Opinión Nacional

¿Dónde están los Rómulos?

“Arréglese al Estado como se conduce a la familia, con autoridad, competencia y buen ejemplo” Confucio

Uribe y Chávez, por lo que se dice y se ha podido confirmar, estuvieron hace unos días a punto de irse a las manos por un “quítame estas pajas”. “¡Sea un varón!” –le espetó, procaz, el primero, a lo que el segundo, sin recato alguno e igualándole en la felonía, respondió: “¡vete al carajo!”. Luego Chávez llega a México y, sin ningún respeto por el más elemental protocolo –y bastante desafinado, por cierto- se pone a blasfemar a voz en cuello unas rancheras en pleno aeropuerto. Antes de eso, en cadena nacional, nuestro Presidente ya había mandado a “lavarse el paltó” –como si nadie supiese a qué se refiere- a quienes le cuestionasen la Ley Orgánica del Consejo Federal de Gobierno y, yendo un poco más atrás, no han sido pocas las veces en las que ha mandado a los opositores a “meterse” las críticas o cuestionamientos hechos con respecto a sus desafueros “por el bolsillo”. Me imagino que el de atrás del pantalón. A Marisabel, su ex esposa, la “amenazó” Chávez también hace unos años con que aquella noche del lance le iba a “dar lo suyo” y, un poco más acá, también contó en uno de sus maratónicos programas dominicales –gastando en el chiste nuestro dinero, además- cómo sobrevivió a un trance en el que se estaba haciendo pupú. Al menos en estas oportunidades no fue a la oposición a la que llamó “compotas de pupú” –eso lo hizo después- ni reafirmó nuestro presidente que, como supuestamente también lo hace Evo Morales y expresó en su momento, consume hojas de coca para mantenerse “fuerte”.

Debería inspirar respeto

A lo que voy con todo esto es a que, contrastando las conductas de nuestro presidente con las de otros personajes que trasegaron por las mismas lides presidenciales en la historia patria, me doy cuenta de que mucha, muchísima, de la compostura y bonhomía que se requiere en un primer mandatario, sobre todo en tiempos como los que nos acosan, se ha perdido. Y esto es grave. Por muchas razones. La primera es que cuando el primer mandatario de una nación, en nuestro caso el Presidente habla, se expresa o se conduce adentro o fuera del país –salvedad hecha, por supuesto, de lo que atañe a su vida privada- no es un ser humano “de a pie” al que le estén permitidas bravatas incontroladas ni excesos verbales. El Presidente, más allá de cualquier otra cosa, es el representante de todos nosotros, sin distinciones, ante el mundo entero. Se supone que al ceñirse la banda presidencial asume el compromiso de ser nuestra voz y nuestra imagen ante el mundo y de representar a la nación –que no a sus propias pretensiones de protagonismo personal- con dignidad y decoro. ¿Para qué? Para inspirar respeto –que no para llamar la atención- y no a través del miedo, sino a través del reconocimiento de sus cualidades que, se supone, son las de la Venezuela que gobierna. Una cosa es ser un populista descarado y pretender mostrarse en verbo y actos como “cercano” a las masas –y cuando es actuada siempre luce falsa la charada- y otra, muy diferente, es no entender que ni siquiera en ese rol demagógico se le permite a un Presidente hacer quedar mal, o en manifiesto ridículo, a su pueblo. De un Presidente de una nación se esperan muchas cosas, algunas de ellas profundas y complicadas –como que respete los valores democráticos, la voluntad popular y los derechos humanos, o que no desee eternizarse en el poder a costa de lo que sea- pero otras también se le reclaman, quizás éstas más superficiales o formales, pero también importantes: Que sirva en su conducta y desempeños de ejemplo a todos los demás ciudadanos.

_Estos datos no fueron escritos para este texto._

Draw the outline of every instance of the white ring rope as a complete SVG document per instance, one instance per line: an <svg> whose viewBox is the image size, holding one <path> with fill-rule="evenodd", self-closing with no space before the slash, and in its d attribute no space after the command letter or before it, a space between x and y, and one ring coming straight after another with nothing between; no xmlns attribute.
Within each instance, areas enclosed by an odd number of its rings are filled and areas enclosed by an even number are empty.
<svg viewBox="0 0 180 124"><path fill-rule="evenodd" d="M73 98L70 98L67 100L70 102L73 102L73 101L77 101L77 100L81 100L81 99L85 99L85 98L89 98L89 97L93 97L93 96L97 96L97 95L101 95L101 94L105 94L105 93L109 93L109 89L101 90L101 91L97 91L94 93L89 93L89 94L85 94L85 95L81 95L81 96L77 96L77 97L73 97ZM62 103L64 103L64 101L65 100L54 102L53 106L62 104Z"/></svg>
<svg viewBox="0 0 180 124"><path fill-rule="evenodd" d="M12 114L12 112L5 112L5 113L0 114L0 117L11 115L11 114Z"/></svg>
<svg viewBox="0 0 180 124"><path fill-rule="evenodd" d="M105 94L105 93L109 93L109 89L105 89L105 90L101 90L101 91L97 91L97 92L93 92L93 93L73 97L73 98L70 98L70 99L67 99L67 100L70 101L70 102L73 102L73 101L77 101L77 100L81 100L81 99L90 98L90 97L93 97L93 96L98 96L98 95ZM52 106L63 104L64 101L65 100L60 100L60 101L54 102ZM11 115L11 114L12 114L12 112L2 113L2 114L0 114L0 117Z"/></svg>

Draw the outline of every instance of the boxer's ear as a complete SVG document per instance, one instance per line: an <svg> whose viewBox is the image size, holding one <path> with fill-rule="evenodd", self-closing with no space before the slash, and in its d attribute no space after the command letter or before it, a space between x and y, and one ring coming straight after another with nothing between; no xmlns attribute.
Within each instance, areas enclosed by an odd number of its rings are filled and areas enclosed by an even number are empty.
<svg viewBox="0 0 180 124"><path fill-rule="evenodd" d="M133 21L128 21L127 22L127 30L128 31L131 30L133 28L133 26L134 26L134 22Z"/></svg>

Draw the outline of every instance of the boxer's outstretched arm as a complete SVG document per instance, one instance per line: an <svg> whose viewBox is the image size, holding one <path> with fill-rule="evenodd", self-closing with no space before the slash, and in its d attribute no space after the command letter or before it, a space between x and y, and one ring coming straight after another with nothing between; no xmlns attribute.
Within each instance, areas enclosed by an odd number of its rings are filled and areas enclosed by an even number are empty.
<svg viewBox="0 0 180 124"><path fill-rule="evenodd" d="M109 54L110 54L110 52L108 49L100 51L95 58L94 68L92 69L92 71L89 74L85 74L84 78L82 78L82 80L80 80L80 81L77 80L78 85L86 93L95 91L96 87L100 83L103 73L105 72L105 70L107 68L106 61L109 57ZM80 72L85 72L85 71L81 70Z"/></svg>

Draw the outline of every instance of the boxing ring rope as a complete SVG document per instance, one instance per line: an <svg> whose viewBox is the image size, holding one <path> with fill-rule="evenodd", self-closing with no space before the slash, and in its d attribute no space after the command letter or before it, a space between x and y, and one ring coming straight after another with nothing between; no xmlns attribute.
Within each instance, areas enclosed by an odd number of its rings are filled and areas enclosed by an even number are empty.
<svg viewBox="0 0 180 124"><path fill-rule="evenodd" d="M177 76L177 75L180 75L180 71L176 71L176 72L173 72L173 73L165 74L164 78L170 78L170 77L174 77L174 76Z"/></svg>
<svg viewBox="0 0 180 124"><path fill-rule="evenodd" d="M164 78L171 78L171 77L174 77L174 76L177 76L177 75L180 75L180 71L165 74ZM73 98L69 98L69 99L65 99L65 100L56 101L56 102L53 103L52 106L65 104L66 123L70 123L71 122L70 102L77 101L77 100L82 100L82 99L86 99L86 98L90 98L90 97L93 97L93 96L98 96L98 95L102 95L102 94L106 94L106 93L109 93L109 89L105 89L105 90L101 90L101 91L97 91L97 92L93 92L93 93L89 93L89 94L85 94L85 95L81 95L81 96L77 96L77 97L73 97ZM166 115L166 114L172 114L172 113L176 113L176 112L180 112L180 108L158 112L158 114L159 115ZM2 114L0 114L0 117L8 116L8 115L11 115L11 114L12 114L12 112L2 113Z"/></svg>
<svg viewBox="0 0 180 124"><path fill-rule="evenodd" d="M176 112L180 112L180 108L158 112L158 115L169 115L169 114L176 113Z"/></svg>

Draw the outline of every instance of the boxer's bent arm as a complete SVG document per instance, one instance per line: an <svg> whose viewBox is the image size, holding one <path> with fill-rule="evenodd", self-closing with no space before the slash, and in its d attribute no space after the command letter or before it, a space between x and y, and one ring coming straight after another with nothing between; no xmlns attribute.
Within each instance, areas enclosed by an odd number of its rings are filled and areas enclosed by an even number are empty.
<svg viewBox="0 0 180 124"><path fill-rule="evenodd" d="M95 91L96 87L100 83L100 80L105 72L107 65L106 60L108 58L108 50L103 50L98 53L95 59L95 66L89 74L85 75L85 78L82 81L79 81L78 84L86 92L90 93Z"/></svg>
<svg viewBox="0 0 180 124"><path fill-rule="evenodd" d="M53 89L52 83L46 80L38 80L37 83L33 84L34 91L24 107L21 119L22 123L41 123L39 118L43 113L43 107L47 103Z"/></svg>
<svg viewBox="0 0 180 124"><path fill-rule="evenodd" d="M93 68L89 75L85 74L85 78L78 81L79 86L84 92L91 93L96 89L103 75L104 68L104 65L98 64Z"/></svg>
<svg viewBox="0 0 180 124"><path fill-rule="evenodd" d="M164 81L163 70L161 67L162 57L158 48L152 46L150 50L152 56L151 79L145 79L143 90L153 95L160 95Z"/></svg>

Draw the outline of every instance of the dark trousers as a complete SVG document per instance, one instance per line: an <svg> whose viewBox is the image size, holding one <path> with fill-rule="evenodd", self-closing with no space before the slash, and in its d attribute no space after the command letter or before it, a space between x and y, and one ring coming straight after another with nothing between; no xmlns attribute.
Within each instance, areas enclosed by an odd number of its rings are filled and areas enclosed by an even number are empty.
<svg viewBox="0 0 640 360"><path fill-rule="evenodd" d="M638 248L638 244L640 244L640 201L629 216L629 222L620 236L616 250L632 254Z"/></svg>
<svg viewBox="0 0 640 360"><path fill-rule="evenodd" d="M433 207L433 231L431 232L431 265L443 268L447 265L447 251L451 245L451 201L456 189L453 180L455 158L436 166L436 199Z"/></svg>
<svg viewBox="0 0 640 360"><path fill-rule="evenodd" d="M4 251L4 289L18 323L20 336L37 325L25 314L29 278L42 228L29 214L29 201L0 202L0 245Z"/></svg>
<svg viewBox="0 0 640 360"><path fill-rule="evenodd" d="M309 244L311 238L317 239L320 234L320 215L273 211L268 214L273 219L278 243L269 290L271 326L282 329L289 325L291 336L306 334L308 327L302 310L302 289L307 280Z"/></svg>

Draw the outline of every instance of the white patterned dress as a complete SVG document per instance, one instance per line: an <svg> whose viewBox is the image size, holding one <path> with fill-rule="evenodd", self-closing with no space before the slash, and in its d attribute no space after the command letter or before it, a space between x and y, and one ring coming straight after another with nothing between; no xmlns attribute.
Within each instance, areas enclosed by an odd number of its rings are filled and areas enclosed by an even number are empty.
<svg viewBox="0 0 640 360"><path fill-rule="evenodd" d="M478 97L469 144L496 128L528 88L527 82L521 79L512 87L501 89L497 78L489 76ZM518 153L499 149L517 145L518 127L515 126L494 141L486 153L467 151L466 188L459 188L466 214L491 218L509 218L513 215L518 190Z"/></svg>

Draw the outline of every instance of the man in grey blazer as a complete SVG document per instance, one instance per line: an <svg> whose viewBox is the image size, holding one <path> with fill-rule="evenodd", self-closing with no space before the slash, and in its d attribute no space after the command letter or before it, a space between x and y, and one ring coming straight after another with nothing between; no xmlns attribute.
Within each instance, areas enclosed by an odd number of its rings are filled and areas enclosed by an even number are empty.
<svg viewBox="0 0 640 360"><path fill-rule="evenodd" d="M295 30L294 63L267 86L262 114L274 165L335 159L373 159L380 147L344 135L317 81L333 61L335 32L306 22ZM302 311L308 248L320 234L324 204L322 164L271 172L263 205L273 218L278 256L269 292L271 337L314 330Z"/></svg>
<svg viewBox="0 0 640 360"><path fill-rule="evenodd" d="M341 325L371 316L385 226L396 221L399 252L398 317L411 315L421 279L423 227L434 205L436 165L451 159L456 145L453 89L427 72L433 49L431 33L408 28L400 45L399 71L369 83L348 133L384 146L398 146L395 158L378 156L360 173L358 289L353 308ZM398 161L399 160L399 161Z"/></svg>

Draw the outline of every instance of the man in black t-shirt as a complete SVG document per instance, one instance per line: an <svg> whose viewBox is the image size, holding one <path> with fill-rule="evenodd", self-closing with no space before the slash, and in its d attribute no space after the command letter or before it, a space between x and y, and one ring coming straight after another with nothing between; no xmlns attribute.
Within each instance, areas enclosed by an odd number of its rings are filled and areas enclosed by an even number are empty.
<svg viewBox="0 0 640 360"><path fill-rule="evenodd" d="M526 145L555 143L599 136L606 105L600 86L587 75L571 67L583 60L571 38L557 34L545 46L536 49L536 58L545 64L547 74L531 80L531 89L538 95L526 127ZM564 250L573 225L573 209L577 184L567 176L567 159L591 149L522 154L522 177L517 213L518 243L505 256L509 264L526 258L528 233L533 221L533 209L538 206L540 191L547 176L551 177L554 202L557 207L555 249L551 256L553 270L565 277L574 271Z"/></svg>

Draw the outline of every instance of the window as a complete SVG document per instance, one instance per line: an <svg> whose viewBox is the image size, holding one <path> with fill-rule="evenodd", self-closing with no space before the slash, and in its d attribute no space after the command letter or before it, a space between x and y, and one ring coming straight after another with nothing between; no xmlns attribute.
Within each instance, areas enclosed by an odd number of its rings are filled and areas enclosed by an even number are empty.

Ni tan “papá de los helados”

Un Presidente, y en general cualquier líder de cierta relevancia, más allá de un ser humano como cualquier otro es, en el ejercicio de su cargo, un referente de valores que representa además un paradigma conductual que normalmente condiciona las formas de comportamiento de sus subordinados y de la ciudadanía en general. Todos esos símbolos del poder –los cargos de altisonantes nomenclaturas, las designaciones formales, las insignias, las bandas, los bastones, las prendas y medallas, etcétera- sirven sólo a destacar que el que los ostenta es alguien digno del liderazgo que se le ha conferido y que, en consecuencia, es un ejemplo a seguir. Y eso no todos lo entienden. Chávez –se prenda muy fácilmente de ellos, quizás por su formación militar- utiliza estos símbolos a conveniencia, para mostrarse como el “papá de los helados” como se dice coloquialmente, pero a la hora de comportarse como sería propio en tal refrigerado progenitor –y de asumir las consecuencias y cargas que de ello derivan- falla. Su muy poco socialista individualismo le impide ponderar que cuando habla en público no lo hace por él, sino por todos nosotros. Uribe –me adelanto a las observaciones de los oficialistas- tampoco merece mucha consideración, como no la merecía el Rey de España con su “por qué no te callas?” en su momento. Tampoco ellos guardaron las composturas que se necesitan para pensar en clave de país. Pero tan malo es eso como haber tenido presidentes que subidos de palos insultan y amenazan a periodistas –cuando no exhiben al mundo su “segundo frente” con la frente en alto- como tener a uno o tener a éste que ahora, para jugar a ser “polémico” –como si no fuese un Presidente sino una estrella de rock que vive de la atención que se le preste- se solaza en encarnar y mostrar al planeta nuestros rasgos más negativos. Y sólo porque ello le garantiza cierto nivel de atención mediática que, se ve claro, es para él tan necesaria como el agua que se bebe.

Gallegos y Betancourt

Quiero presidentes cercanos y sensibles a las necesidades de su pueblo. Quiero políticos que hablen el lenguaje de la ciudadanía y que no teman ser dicharacheros y socarrones cuando toque o arremangarse las camisas para estar codo a codo con la gente cuando ello sea menester; pero también los quiero de la altura académica, moral, humanista e intelectual de aquél Rómulo (el Gallegos) que dio al mundo obras como “Doña Bárbara” y formó a una juventud ilusionada y demócrata, o de la perspicacia y visión del otro Rómulo (el Betancourt) que, aunque con sus altas y bajas e incurriendo ciertamente en excesos, supo plantar pie con gracia y dignidad en los mohosos terrenos de las adversidades históricas que le tocó vivir. Ese mismo que, cuando tuvo que elegir entre retirarse o quedarse, incluso porque así se lo demandaba el pueblo, optó por lo segundo para preservar los valores por los que luchó toda la vida. ¿Será que reaparecerán algunos “Rómulos” en la escena nacional que nos ayuden a comprender que a la Patria hay que salvarla de la barbarie desafinada de aquellos que se creen “ejemplo a seguir” pese a que piensan y se conducen como si el insulto, la estulticia, la pugnacidad y la procacidad fueran “virtudes” republicanas?.